Мне двадцать три, и летом каждые выходные я приезжаю на дачу. Я привожу сливочный торт в коробочке для родителей и пастилу в бумажном пакете для бабули. Я очень горжусь своей первой работой в компании, которая продает шоколад. Я всего лишь отвечаю там на телефонные звонки, но родители этого не знают. Они только знают, что я горжусь, и этого им вполне достаточно.
— Ну что, началась сладкая жизнь? — спрашивает бабушка, откусывая пастилу.
— Какие там перспективы? — интересуется мама.
— Н-дааа, — произносит папа, роняя крошки от торта на листок, исписанный мелкими цифрами.
Мама смотрит прямо на него и становится понятно, что ее терпение на исходе. Она не выносит, когда за столом читают, говорят с набитым ртом и тем более доказывают теоремы. Она смотрит на папу, но он продолжает жевать и писать, роняя крошки на пол, на колени и на мятый, вырванный из школьной тетради листок.
Мама встает и резко дергает бумагу на себя. Папа даже не успевает убрать руку с карандашом, который чертит поперек листка кривую тонкую линию.
— Посмотрите на этого человека, — строго говорит мама. — Посмотрите на него внимательно.
Мы с бабулей смотрим на папу во все глаза, но не видим ничего нового. Он взлохмачен, осыпан крошками торта и очень, очень удивлен.
— Я надеюсь, вы помните, что этот человек в отпуске? — сурово продолжает мама, и мы с бабулей одновременно киваем ей в ответ.
— Раз он в отпуске, он должен отдыхать. Так что считайте, что я вас предупредила: если кто-нибудь привезет и отдаст ему в руки хотя бы один листок бумаги… — на этом месте мама делает выразительную паузу, — будет иметь дело со мной.
Папа бледнеет. Даже бабушка, которая за все лето ни разу не уехала с дачи и при всем желании не сможет ничего привезти, заметно нервничает. Мама смотрит на меня не отрываясь. Я молчу. Папа кашляет.
Не волнуйся, пап. Я привезу тебе маленький разлинованный блокнот. Ты сможешь его очень быстро спрятать в карман, и мама ничего не заметит. А я тебя не выдам. Помнишь, как мы сказали, что никогда не видели девочки в розовом платье, когда вечером ее родители пришли к нам читать нотации? Может, к вечеру ты и правда забыл и девочку, и жирного червя, и даже наш замок, построенный на берегу реки. Да и тот вечер, когда ты сказал, что в жизни не видел этой девочки в грязном розовом платье, наверняка давным-давно исчез из твоей памяти, но я его помню как вчера, верь мне.
Я его помню еще и потому, что именно в тот вечер приняла к сведению, что при помощи иллюзий человеческой памяти правда легко превращается в неправду и наоборот.
8
Если я скажу вам, что жду того, кто никогда не будет моим, я не скажу ровным счетом ничего. Я застываю в ожидании. Правда, в моем положении это не так уж сложно. Я не могу считать минуты, глядя на часы, но ничего не мешает мне считать вдохи и выдохи. Это совсем несложно.

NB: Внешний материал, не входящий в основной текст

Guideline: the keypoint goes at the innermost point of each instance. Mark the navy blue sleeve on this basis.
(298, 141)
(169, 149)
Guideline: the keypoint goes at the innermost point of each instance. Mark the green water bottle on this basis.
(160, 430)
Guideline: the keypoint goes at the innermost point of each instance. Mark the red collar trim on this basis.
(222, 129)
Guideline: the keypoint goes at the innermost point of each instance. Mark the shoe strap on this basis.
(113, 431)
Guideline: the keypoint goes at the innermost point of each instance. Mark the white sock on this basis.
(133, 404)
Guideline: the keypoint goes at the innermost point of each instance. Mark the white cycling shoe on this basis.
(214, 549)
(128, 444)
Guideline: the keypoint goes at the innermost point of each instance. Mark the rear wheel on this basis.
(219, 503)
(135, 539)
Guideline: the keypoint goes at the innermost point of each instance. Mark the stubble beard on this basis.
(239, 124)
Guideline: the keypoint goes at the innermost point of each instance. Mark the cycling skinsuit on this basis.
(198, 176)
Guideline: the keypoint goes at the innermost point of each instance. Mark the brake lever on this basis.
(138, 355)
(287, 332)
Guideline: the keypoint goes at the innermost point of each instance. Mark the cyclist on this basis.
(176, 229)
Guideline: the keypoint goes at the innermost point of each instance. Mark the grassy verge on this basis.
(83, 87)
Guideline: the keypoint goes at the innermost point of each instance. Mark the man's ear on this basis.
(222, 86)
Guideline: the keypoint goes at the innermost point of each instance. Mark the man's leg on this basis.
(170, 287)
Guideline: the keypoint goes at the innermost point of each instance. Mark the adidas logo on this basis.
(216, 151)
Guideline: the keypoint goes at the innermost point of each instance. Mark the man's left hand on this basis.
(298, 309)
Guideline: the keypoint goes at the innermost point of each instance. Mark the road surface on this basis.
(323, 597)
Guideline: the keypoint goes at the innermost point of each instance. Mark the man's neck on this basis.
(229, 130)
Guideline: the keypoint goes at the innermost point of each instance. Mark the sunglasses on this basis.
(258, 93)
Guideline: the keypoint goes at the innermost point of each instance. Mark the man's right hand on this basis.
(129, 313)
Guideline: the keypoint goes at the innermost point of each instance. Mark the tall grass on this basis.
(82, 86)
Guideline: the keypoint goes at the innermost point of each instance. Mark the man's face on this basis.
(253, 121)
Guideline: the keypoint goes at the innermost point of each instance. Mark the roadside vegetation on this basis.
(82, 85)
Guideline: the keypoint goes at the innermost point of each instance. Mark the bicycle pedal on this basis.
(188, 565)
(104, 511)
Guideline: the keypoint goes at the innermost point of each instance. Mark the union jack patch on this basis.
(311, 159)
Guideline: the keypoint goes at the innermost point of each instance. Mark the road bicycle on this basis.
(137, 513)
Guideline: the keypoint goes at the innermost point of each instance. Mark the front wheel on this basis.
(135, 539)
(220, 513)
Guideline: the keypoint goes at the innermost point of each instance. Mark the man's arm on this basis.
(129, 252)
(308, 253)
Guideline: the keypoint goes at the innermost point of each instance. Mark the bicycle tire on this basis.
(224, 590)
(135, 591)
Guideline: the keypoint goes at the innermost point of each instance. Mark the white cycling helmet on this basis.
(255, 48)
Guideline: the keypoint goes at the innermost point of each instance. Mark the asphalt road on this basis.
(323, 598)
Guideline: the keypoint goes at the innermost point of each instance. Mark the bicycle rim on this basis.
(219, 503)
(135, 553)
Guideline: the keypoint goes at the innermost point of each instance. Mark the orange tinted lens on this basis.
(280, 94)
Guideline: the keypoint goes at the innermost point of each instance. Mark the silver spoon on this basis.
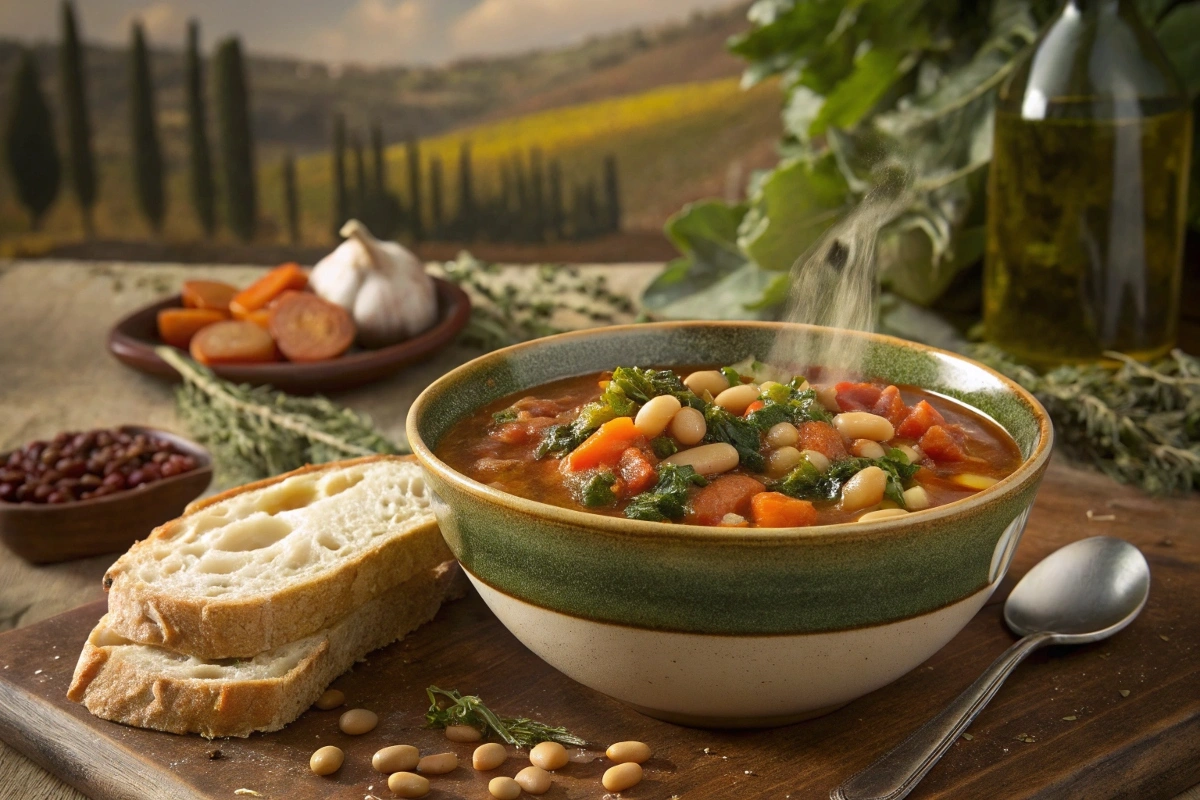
(1083, 593)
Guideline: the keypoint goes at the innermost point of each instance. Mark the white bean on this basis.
(817, 459)
(688, 426)
(828, 397)
(916, 498)
(735, 400)
(864, 489)
(863, 425)
(882, 513)
(783, 434)
(783, 461)
(707, 459)
(653, 417)
(707, 380)
(867, 449)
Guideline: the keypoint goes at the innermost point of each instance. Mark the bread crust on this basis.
(124, 690)
(214, 627)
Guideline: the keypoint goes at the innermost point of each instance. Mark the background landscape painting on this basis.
(570, 143)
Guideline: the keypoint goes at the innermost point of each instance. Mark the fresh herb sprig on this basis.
(256, 432)
(1139, 423)
(448, 707)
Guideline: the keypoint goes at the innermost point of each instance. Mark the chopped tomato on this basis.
(775, 510)
(636, 471)
(921, 419)
(857, 397)
(605, 446)
(726, 494)
(891, 405)
(823, 438)
(943, 443)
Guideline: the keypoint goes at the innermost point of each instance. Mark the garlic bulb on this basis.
(382, 284)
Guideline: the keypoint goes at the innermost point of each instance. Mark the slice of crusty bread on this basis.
(160, 689)
(274, 561)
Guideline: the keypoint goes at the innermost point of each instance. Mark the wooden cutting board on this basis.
(1135, 702)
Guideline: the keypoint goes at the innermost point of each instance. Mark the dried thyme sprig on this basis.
(509, 311)
(519, 732)
(256, 431)
(1139, 423)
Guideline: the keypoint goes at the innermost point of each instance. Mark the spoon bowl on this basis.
(1083, 593)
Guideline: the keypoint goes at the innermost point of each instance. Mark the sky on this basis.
(354, 31)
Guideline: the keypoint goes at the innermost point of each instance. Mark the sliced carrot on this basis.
(823, 438)
(605, 446)
(919, 419)
(775, 510)
(262, 318)
(177, 326)
(208, 294)
(940, 443)
(269, 287)
(726, 494)
(307, 328)
(891, 405)
(857, 397)
(233, 342)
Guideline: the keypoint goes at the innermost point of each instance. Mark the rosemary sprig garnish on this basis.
(519, 732)
(1138, 423)
(256, 431)
(509, 311)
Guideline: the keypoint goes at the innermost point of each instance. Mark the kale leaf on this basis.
(739, 432)
(669, 498)
(598, 492)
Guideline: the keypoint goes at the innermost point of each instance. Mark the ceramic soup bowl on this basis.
(729, 627)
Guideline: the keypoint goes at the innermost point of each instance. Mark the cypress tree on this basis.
(235, 138)
(437, 217)
(412, 149)
(557, 212)
(29, 142)
(612, 194)
(341, 198)
(199, 156)
(75, 113)
(291, 203)
(144, 126)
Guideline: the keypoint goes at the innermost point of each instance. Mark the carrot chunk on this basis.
(941, 444)
(605, 446)
(921, 419)
(775, 510)
(891, 405)
(177, 326)
(208, 294)
(823, 438)
(726, 494)
(307, 328)
(636, 471)
(269, 287)
(233, 342)
(857, 397)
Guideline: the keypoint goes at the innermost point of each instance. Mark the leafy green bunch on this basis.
(876, 92)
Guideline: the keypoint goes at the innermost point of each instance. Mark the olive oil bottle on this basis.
(1087, 193)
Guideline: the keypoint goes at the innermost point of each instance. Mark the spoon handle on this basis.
(898, 771)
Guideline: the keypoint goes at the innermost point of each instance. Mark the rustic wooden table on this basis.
(55, 374)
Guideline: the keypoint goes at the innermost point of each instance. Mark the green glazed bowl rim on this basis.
(1030, 470)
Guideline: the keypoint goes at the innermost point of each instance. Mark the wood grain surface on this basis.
(1141, 744)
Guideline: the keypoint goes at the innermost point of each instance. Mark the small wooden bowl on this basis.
(46, 534)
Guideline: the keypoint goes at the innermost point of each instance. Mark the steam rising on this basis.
(837, 284)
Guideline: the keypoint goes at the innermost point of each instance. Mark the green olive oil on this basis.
(1087, 193)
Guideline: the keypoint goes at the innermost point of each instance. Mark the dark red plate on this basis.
(132, 342)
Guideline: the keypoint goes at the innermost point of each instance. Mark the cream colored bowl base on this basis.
(708, 680)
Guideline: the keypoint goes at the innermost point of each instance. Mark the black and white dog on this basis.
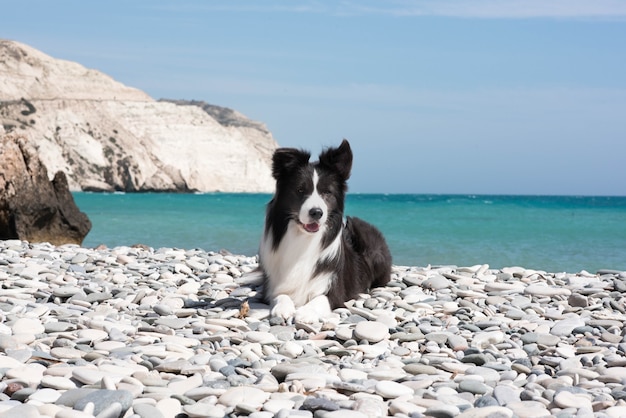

Через сто шестнадцать вдохов мама уходит «пройтись и развеяться» — может быть, она пошла курить? Еще через тысячу триста четыре вдоха она возвращается. И даже мне понятно, что развеяться у нее не получилось: мама приходит такая же каменная, как ушла.
Через восемьсот двадцать вдохов появляется медсестра. Она что-то измеряет, записывает и сравнивает. Но она не приводит с собой того, кто никогда не будет моим, и не приносит воды, а больше, если честно, меня сейчас ничто не интересует.
Через сорок семь вздохов папа жалобно говорит:
— Дышать нечем. С этим надо что-то делать!
— Например, что? — язвительно уточняет мама.